Bu saatte kahvaltı yapmak saçma oluyordu, o yüzden genelde tost ile karnımı doyuruyordum fakat bugün üşengeç tarafımdan kalktığım için mekana gidip yemeyi düşündüm. Arada böyle günlerim oluyordu, üşengeçlikten hiçbir şey yapmıyordum. Fakat diğer günler de durmadan çalışıyordum, ilginç.
Duş aldıktan sonra saçlarımı kurutup düzleştiriciyle dalgalı bir şekil verdim. Üstüme de güzel bir kombin yapıp hafif bir makyajla tamamladım. Çantamı alıp arabaya bindim ve çok ufak bir süre sonra mekandaydım.
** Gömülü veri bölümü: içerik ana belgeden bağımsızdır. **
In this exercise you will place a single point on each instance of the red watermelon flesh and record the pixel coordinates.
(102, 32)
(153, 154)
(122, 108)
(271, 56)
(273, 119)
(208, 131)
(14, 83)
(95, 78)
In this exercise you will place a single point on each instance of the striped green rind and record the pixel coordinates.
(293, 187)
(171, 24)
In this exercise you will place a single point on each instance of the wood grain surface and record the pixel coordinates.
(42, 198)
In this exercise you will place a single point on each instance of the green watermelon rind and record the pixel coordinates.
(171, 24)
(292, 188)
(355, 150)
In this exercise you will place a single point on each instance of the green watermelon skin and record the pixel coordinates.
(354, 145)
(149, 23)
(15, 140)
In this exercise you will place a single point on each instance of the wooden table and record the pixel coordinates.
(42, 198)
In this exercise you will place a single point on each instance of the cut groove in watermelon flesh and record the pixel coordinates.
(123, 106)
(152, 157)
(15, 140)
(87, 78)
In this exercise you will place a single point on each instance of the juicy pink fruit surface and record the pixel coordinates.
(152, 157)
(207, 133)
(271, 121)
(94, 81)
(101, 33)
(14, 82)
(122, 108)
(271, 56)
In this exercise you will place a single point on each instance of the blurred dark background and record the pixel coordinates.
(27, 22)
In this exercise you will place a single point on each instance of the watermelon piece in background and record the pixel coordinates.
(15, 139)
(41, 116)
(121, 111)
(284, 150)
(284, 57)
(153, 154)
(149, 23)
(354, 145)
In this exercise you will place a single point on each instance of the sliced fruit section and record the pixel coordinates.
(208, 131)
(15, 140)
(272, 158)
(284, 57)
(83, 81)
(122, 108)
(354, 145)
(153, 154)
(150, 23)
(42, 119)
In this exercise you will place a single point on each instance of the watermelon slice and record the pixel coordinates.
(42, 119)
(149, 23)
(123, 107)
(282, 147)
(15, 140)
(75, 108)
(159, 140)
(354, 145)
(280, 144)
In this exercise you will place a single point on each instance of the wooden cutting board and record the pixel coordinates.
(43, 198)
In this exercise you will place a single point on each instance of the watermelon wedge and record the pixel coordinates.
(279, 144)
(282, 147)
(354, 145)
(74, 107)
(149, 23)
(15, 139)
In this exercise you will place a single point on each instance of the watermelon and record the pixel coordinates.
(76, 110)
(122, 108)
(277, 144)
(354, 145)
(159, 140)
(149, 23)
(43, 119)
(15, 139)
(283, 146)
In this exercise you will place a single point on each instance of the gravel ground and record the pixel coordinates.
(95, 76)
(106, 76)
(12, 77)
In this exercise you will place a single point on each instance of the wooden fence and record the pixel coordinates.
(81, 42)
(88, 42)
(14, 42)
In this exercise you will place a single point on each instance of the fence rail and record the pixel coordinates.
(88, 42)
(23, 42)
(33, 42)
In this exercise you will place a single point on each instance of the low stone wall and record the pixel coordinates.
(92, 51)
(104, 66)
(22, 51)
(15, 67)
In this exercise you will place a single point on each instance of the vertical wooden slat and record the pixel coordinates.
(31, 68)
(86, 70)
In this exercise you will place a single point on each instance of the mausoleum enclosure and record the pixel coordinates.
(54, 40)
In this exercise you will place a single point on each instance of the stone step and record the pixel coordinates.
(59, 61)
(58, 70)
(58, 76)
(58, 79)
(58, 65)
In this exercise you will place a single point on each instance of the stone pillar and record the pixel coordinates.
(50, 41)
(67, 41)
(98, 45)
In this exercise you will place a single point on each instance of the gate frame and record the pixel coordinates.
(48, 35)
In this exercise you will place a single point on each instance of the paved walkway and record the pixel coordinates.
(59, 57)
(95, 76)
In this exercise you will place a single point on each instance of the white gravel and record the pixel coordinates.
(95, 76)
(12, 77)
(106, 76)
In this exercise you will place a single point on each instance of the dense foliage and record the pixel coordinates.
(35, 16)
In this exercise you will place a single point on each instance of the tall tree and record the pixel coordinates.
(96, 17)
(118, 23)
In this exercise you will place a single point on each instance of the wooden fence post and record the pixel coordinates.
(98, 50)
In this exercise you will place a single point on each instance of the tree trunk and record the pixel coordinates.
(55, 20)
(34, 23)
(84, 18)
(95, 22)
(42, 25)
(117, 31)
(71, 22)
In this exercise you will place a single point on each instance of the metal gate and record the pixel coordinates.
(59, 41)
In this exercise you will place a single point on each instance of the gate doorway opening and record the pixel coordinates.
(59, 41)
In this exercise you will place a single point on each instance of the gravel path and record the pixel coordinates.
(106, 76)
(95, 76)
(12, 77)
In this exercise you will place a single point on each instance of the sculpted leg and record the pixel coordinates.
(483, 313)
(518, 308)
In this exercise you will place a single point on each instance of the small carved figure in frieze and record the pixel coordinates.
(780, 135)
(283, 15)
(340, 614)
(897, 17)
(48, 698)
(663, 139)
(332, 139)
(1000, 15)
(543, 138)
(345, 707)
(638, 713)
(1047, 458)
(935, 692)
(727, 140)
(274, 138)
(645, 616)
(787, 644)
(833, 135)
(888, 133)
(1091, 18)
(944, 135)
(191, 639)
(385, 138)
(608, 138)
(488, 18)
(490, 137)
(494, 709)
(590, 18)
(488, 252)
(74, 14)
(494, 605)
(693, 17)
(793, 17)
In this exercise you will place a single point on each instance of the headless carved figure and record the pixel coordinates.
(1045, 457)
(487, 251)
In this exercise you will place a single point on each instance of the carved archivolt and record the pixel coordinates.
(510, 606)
"Hayırlı işler abiler" İhsan abi mekanın önüne tabureleri koymuş pilavcı abiyle bir masada tavla oynuyor, çay içiyordu. Beni görür görmez ayağı kalktılar. "Oturun abiler, kolay gelsin" dedim ve mekana girdim. İhsan abi ve Kahraman abi günü ikiye bölerek çalışıyorlardı. Yoğunluk olunca ikisi birden oluyordu.
İçeriye girip barın önündeki sandalyeye oturdum. Semih işe 15.00' da geldiği için o gelmeden önce barı şef yardımcımız olan Can idare ediyordu.
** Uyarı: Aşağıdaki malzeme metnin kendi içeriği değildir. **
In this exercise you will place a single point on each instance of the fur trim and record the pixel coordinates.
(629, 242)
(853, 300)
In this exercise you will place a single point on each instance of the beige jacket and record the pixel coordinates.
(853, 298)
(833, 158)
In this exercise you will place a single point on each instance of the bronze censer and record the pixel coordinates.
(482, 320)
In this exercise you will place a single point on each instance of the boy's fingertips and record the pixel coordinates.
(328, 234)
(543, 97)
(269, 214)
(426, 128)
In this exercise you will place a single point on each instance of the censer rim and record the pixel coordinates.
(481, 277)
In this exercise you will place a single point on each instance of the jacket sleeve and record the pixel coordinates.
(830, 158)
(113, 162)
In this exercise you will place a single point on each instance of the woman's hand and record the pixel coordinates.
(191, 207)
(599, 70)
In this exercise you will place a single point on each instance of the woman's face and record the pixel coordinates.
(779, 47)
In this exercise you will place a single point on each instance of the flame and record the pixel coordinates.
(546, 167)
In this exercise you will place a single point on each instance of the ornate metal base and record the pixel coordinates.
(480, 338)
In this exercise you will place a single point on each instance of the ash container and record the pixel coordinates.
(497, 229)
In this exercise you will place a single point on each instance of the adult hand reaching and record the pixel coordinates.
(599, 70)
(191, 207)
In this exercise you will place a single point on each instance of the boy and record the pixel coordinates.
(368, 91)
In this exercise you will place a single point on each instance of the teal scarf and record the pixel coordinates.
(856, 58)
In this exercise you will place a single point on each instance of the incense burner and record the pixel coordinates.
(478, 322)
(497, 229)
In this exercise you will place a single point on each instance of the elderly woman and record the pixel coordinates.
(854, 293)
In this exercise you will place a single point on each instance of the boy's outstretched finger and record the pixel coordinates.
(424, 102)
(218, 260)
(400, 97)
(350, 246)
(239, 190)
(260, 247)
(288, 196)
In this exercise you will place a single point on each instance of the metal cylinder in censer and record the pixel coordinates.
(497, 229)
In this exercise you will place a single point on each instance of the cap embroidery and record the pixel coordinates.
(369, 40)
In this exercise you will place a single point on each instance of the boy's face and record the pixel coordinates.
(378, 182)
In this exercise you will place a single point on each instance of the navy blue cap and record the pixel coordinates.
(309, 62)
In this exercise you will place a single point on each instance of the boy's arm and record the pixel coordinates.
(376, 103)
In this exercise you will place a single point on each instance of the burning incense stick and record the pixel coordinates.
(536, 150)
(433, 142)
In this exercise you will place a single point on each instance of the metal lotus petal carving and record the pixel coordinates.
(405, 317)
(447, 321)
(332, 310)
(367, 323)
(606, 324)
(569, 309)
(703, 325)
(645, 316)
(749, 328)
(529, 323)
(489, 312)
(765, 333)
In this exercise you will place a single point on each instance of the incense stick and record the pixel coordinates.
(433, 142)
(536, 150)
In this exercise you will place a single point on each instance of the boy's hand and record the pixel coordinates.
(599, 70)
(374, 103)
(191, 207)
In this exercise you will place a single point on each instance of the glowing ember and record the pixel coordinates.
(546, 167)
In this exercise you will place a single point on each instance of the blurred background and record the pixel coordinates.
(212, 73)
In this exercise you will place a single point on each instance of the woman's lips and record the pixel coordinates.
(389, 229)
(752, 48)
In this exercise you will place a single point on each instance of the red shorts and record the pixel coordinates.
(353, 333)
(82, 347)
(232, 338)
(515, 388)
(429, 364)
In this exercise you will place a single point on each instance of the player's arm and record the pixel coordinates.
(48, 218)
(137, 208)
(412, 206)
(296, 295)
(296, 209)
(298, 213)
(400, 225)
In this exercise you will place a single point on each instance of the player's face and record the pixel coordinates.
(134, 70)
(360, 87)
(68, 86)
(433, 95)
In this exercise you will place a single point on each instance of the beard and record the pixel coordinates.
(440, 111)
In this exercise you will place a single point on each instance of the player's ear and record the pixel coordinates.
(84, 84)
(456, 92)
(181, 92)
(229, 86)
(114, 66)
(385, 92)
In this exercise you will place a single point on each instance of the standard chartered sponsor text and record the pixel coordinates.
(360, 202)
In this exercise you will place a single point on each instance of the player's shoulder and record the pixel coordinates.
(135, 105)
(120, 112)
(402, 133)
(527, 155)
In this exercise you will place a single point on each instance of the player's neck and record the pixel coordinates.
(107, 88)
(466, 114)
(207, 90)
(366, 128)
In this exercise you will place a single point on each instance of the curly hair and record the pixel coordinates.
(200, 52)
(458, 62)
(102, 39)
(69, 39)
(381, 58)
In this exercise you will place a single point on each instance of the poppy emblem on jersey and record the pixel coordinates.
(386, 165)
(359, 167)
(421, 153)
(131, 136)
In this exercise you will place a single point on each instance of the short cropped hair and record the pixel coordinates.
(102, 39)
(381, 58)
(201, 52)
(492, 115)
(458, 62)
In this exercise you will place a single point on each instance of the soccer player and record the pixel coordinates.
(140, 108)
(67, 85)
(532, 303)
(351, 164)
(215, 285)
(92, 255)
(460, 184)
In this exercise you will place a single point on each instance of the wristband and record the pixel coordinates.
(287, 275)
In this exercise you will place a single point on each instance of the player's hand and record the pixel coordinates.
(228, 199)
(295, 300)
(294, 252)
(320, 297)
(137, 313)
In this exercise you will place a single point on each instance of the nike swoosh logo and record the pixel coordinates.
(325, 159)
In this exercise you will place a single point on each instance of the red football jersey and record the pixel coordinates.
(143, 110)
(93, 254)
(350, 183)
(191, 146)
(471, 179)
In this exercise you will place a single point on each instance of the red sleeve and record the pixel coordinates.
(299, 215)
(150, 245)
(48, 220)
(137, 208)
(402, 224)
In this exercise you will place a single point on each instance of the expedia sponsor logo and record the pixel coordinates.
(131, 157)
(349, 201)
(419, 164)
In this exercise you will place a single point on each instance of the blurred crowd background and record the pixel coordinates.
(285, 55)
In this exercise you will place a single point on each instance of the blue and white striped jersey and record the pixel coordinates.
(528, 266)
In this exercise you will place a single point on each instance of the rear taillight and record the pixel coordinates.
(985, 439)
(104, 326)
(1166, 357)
"Günaydın Yıldız abla" dedi Can.
"Tünaaydın kuzum, Aynur ablaya söyler misin patates kızartabilir mi bana"
Mutfaktan sesimi duyan Aynur abla kafasını uzatıp "Emrin olur canım benim" dedi gülümseyerek.
Burdaki çalışanlar aradaki saygıyı korumak için bana abla diyordu fakat yirmi üçümde olmama rağmen bu beni birazda olsa rahatsız ediyordu.
Patates kızartması ve çayımı odama alıp laptobumu açtım. Kiralık dükkanlara bakıyordum. Yatırım amaçlı bir dövme salonu açmak aklımda hep vardı fakat yine birikimimin bir miktarını buraya ayıracaktım. Başım haala ağrıdığı ve bu günlerde bunun stresine girmek istemediğim için laptobu kapattım. Karnımı da doyurduktan sonra terasa çıktım ve devamlı olan tanıdık müşterilerimize selam verdim, diğerleri pek yanaşmıyor gibiydi zaten.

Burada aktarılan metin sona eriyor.